This guide explains how to use YAML configuration files with lm-eval to define reusable evaluation settings.

Instead of passing many CLI arguments, you can define evaluation parameters in a YAML configuration file:

# Instead of:
lm-eval run --model hf --model_args pretrained=gpt2,dtype=float32 --tasks hellaswag arc_easy --num_fewshot 5 --batch_size 8 --device cuda:0

# Use:
lm-eval run --config eval_config.yaml

CLI arguments override config file values, so you can set defaults in a config file and override specific settings:

lm-eval run --config eval_config.yaml --tasks mmlu --limit 100

All configuration keys correspond directly to CLI arguments. See the CLI Reference for detailed descriptions of each option.

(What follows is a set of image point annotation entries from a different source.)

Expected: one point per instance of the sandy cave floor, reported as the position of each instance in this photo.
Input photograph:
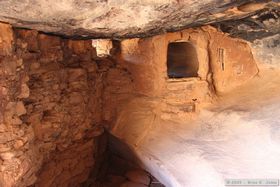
(236, 137)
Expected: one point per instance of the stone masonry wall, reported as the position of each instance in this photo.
(51, 113)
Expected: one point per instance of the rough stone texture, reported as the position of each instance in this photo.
(126, 18)
(265, 23)
(19, 156)
(51, 110)
(267, 51)
(165, 113)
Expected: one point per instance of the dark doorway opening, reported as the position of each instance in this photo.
(182, 60)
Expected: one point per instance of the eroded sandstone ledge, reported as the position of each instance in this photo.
(122, 19)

Field Type Default Description
model string "hf" Model type/provider
model_args dict {} Model constructor arguments
tasks list/string required Tasks to evaluate
num_fewshot int/null null Few-shot example count
batch_size int/string 1 Batch size or "auto"
max_batch_size int/null null Max batch size for auto
device string/null "cuda:0" Device to use
limit float/null null Example limit per task
samples dict/null null Specific sample indices
use_cache string/null null Response cache path
cache_requests string/dict {} Request cache settings
output_path string/null null Results output path
log_samples bool false Save model I/O
predict_only bool false Skip metrics
apply_chat_template bool/string false Chat template
system_instruction string/null null System prompt
fewshot_as_multiturn bool/null null Multi-turn few-shot
include_path string/null null External tasks path
gen_kwargs dict {} Generation arguments
wandb_args dict {} W&B init arguments
hf_hub_log_args dict {} HF Hub logging
seed list/int [0,1234,1234,1234] Random seeds
trust_remote_code bool false Trust remote code
metadata dict {} Task metadata

# basic_eval.yaml
model: hf
model_args:
  pretrained: gpt2
  dtype: float32

tasks:
  - hellaswag
  - arc_easy

num_fewshot: 0
batch_size: auto
device: cuda:0

output_path: ./results/gpt2/
log_samples: true

wandb_args:
  project: llm-evals
  name: mistral-7b-instruct
  tags:
    - mistral
    - instruct
    - production

hf_hub_log_args:
  hub_results_org: my-org
  results_repo_name: llm-eval-results
  push_results_to_hub: true
  public_repo: false

For loading config files in Python, see the Python API Guide.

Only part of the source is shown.